The year is 2001; all the cool kids have flat-top haircuts and parachute pants, everywhere you turn is a harem anime – now I might be a little bit off on this one, but I am pretty sure that last part is right. It was around this time I decided to give up on the romantic comedy side of anime all together. There was one show in particular I sought to avoid… I have, since then, thrown away my resolution to turn a blind eye to the genre. However it did seem as if I would be able to live out the remainder of my days having never seen Love Hina. Then the e-mail came; “You’re on Love Hina, with a deadline of Tuesday 22nd. Enjoy!” The idea of watching a series I had dodged for so long haunted me, the word ‘enjoy’ echoed in my mind, mocking me as I awaited delivery.
What happened next rocked me to my foundation: I enjoyed it… a lot. The question is “why?”
The scenario is a familiar one: Keitaro, a socially awkward young man becomes the live-in manager at the Hinata Apartments, which is home to five beautiful young girls. When Keitaro isn’t studying for the Tokyo University entrance exam, which he has failed multiple times, he spends the bulk of his time inadvertently stumbling into the breasts of his tenants and various other compromising situations.
Love Hina is filled with more clichés than you can shake a stick at (see what I did there?), however it’s executed in such a manner that one would be hard pressed to find faults. Incredible characterization is the key to the series’ success: Each character has their unique back story and personality, and therefore their own unique way of delivering humor.

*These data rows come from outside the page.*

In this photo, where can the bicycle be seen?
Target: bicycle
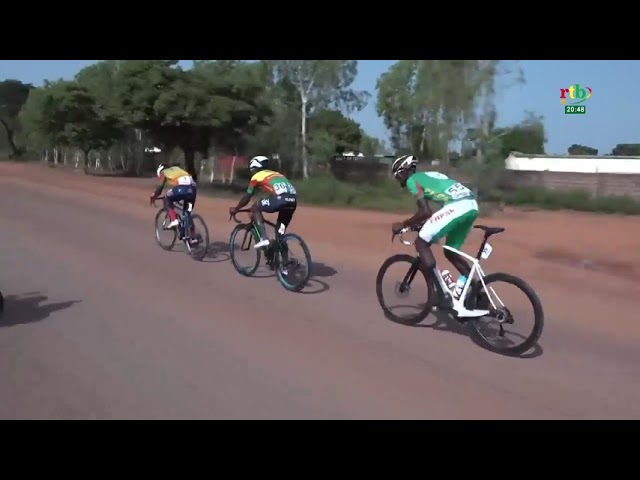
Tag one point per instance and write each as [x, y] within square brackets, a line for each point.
[475, 301]
[277, 250]
[184, 230]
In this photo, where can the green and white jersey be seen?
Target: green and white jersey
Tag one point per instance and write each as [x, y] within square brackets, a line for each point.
[437, 187]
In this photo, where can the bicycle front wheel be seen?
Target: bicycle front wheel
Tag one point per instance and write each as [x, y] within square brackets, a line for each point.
[240, 244]
[293, 271]
[166, 238]
[499, 339]
[199, 251]
[406, 275]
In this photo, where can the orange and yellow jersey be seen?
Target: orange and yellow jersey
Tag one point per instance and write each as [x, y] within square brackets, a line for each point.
[272, 183]
[175, 176]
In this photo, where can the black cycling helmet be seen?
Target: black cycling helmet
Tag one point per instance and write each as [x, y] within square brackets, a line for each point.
[258, 163]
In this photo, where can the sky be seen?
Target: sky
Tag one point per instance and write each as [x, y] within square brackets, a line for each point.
[610, 117]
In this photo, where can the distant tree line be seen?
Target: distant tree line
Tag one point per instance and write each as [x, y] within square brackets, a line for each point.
[298, 110]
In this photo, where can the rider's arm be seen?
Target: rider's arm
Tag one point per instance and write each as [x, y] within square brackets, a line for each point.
[246, 198]
[424, 211]
[160, 187]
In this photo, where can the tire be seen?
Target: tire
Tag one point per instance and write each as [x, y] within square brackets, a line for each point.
[478, 299]
[239, 233]
[170, 245]
[202, 249]
[426, 310]
[307, 256]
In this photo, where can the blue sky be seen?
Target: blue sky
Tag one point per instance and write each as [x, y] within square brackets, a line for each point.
[611, 112]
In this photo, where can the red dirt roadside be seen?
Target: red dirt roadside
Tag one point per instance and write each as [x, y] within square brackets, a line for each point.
[121, 329]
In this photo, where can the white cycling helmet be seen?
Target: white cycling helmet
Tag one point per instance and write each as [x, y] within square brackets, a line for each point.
[403, 163]
[258, 163]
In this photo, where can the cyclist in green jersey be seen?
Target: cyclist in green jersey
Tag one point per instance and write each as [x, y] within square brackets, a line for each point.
[453, 221]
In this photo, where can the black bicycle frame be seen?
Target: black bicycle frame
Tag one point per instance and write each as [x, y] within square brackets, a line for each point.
[413, 269]
[272, 250]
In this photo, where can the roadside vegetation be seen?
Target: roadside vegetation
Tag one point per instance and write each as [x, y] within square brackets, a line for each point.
[123, 117]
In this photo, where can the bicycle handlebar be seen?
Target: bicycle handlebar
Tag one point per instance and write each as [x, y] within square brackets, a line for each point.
[235, 219]
[401, 238]
[415, 228]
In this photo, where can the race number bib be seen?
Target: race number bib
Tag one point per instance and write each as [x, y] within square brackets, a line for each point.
[437, 175]
[184, 180]
[281, 188]
[458, 191]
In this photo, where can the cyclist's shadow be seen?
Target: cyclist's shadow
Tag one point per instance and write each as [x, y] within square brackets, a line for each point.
[443, 321]
[217, 252]
[29, 308]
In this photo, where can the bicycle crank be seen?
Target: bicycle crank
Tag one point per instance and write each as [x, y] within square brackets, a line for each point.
[402, 289]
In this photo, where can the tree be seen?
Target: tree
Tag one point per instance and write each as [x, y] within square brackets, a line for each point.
[427, 103]
[320, 84]
[370, 146]
[13, 95]
[576, 149]
[345, 132]
[65, 113]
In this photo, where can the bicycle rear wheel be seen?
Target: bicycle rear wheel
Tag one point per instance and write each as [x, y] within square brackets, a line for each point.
[243, 234]
[290, 273]
[202, 234]
[478, 299]
[402, 287]
[171, 235]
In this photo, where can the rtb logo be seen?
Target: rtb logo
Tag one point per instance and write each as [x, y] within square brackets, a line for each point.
[575, 94]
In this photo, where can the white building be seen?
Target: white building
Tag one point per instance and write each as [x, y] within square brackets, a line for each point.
[572, 163]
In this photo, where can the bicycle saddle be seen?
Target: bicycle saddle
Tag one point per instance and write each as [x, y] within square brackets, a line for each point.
[489, 230]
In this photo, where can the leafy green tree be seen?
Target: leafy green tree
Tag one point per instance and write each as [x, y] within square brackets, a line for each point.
[13, 95]
[320, 84]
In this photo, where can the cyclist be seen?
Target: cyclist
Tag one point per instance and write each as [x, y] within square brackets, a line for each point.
[282, 198]
[182, 188]
[453, 221]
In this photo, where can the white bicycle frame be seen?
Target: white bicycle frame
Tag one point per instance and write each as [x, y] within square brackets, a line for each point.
[476, 269]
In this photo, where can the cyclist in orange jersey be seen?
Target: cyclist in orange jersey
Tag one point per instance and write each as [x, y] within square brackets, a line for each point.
[282, 198]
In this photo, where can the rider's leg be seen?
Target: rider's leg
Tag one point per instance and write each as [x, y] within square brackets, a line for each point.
[457, 232]
[190, 198]
[285, 215]
[169, 198]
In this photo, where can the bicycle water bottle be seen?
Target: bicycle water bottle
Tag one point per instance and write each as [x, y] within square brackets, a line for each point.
[448, 279]
[459, 286]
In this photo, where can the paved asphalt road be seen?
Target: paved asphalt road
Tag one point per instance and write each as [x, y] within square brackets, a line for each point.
[102, 324]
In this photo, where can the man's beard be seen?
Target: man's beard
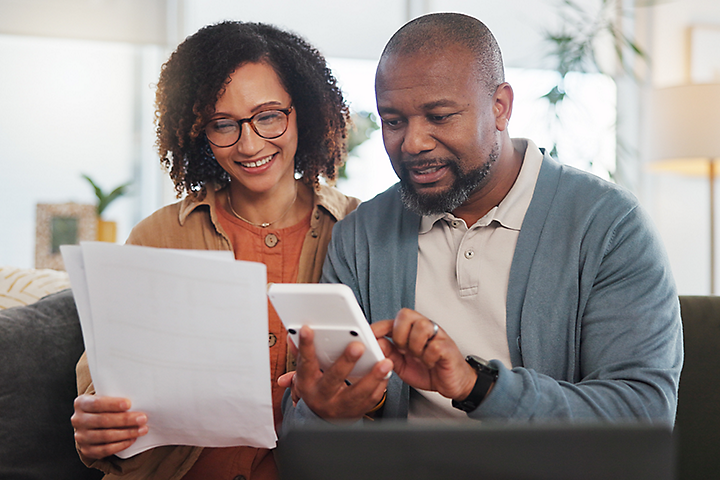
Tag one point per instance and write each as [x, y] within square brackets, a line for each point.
[447, 201]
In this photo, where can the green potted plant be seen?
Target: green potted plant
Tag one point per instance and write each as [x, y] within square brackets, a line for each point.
[107, 230]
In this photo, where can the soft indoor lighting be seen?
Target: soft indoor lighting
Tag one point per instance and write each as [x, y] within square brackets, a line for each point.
[684, 129]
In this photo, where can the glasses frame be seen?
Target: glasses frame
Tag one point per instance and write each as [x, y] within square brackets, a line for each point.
[249, 120]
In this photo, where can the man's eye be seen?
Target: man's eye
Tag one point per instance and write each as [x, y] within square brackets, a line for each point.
[440, 118]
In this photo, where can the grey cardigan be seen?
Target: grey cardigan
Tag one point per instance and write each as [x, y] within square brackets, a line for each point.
[593, 319]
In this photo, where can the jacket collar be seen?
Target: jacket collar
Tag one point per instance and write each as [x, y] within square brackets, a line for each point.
[326, 197]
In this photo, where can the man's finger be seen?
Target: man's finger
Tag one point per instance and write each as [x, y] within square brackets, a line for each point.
[285, 380]
[382, 328]
[98, 404]
[306, 356]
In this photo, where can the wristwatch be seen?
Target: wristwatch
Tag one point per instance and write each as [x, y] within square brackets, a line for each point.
[486, 377]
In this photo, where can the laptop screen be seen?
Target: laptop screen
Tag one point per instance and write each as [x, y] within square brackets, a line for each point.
[400, 450]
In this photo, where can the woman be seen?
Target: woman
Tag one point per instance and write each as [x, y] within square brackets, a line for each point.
[249, 117]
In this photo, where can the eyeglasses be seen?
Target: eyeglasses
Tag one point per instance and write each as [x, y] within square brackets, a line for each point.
[225, 132]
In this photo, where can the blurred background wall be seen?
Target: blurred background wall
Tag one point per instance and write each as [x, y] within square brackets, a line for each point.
[77, 90]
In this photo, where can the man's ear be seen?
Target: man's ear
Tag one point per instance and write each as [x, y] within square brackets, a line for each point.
[502, 105]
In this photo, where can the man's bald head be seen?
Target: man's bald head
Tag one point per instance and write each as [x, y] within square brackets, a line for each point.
[434, 33]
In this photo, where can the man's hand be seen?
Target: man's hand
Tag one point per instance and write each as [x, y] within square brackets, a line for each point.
[422, 358]
[326, 393]
[105, 426]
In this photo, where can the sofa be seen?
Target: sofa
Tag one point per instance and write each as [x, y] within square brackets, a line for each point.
[697, 425]
[39, 347]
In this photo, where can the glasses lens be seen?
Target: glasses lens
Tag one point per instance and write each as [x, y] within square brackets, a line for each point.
[223, 132]
[270, 124]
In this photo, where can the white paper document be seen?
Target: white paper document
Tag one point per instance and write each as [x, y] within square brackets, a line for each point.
[182, 334]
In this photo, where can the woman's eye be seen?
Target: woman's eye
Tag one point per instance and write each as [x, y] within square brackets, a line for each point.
[268, 118]
[391, 122]
[224, 126]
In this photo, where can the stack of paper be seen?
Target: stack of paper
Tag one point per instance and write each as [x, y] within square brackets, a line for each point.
[183, 335]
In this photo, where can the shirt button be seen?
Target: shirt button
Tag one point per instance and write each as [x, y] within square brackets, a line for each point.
[271, 240]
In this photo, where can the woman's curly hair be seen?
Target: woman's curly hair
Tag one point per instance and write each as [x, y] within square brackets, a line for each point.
[195, 76]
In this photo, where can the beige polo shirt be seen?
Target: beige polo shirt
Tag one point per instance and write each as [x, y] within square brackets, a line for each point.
[462, 277]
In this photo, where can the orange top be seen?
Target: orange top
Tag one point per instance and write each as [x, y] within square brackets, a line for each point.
[279, 250]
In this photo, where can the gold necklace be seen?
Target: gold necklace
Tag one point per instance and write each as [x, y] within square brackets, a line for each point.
[264, 224]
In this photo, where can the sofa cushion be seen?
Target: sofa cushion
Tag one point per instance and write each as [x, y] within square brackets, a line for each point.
[39, 347]
[698, 416]
[23, 286]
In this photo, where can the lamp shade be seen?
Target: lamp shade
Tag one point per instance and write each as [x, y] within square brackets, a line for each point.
[684, 127]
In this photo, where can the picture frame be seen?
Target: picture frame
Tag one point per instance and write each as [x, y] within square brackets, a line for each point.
[61, 224]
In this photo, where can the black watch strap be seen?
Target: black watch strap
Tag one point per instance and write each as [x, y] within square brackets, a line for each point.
[486, 377]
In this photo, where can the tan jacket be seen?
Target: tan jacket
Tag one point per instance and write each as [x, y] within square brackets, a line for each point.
[191, 224]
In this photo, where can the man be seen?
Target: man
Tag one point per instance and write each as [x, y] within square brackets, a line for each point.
[488, 248]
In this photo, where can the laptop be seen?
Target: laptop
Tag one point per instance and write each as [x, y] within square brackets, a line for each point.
[401, 450]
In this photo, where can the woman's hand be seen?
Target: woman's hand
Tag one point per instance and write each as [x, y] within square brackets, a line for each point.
[104, 426]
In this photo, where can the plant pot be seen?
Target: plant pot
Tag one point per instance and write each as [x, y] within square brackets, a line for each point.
[107, 231]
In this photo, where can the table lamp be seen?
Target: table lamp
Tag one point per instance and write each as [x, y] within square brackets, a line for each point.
[684, 127]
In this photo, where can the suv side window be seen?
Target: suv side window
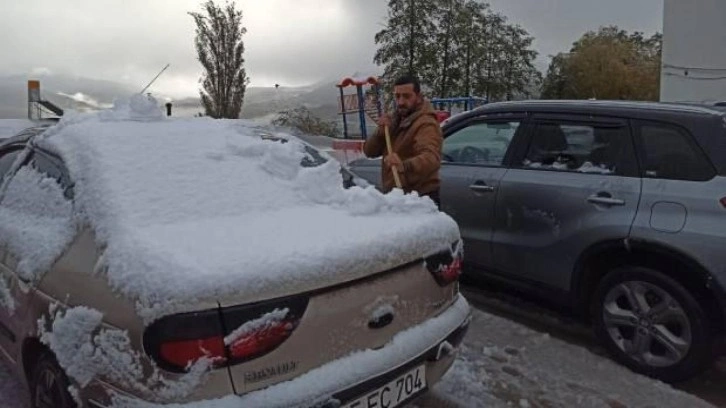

Whereas most harem stories have a tendency to forcefully shove the supporting characters into the backdrop as the primary love interest steps forth, such is not the case with Love Hina. At no point do any of the girls begin to feel as if they’ve become mere footnotes as the plot progresses, in fact some see much of their development and face time in later episodes. This allows for rich relationships to form within the supporting cast, therein preventing the ‘world revolves around the protagonist’ feeling that so often makes the lead characters more annoying than likable.
Perhaps more importantly, keeping the entire cast on center stage allows the show to be funny throughout. Never do Naru’s slapstick or Shinobu’s so-cute-it-hurts methods of making the audience laugh begin to feel stale. This is one of the few instances in which running gags actually remain humorous.
The visual style and animation are rock solid. The character designs are exactly what they need to; familiar, but refreshingly so. The synth music perfectly captures the spirit of the series and compliments what is happening on screen — but you’d probably have to kick your own ass if you found yourself listening to it out of context.
As well executed as it is, Love Hina is not entirely immune to the pitfalls which are so prevalent within the genre. It hits full stride just before the halfway point, and then suffers from the all-too-common one step forward/two steps back mid-series lull which is a given in nearly every harem anime. A handful of filler episodes are tossed in to break things up, depending how one views it this could be a good or bad thing; they still provide a fair amount of laughs but do leave the viewer somewhat unsatisfied.
Normally such a low point would have me suggesting that perhaps things ran a bit too long, but the truth is even during this weaker stretch of episodes it’s still entertaining as hell. So much so, that I found myself watching the Spring and Christmas specials immediately followed by Love Hina Again after I had completed viewing the 25 episode TV series.
Unfortunately, another trapping of the genre is that it’s damn near impossible to creating a lasting impression. You’ll remember liking Love Hina and you’ll remember it’s funny, but ultimately it’s not incredibly memorable – on the plus side this may increase its replay value.
Lastly, I was unsure how I felt about the dubs. I thought I would say something to the extent of ‘the dubs are pretty good, though they do take a bit of getting used to’. I then asked myself if an adjustment period should be required in order to find voice acting bearable. I answered my own question with a resounding no… y’all.
Bottom-Line: Love Hina fills a sock with nearly every anime cliché in the book, it then bashes you in the skull with that sock over and over and over again until all that’s left is some sort of soupy mess and you cannot help but laugh. The series is near flawlessly executed and has an abundance of personality to spare. I loathe the harem genre, yet found myself unable to be numb to Love Hina; there is simply an indescribable, undeniable charm.
Recommendation: I recommend this to anyone who is a fan of anime – I wouldn’t expect it to create many converts – that has even the slightest fragment of a sense of humor. I would even go so far to recommend this to dissenters of romantic comedies: if you find yourself unable to be swooned by Love Hina you can safely write off all works of this genre with peace of mind in knowing you wouldn’t enjoy any of them – it could also mean that you’re dead… might want to get that checked out.
Salvan Bonaminio muttered the words “poor Shinobu” more times than he cares to recount while watching Love Hina.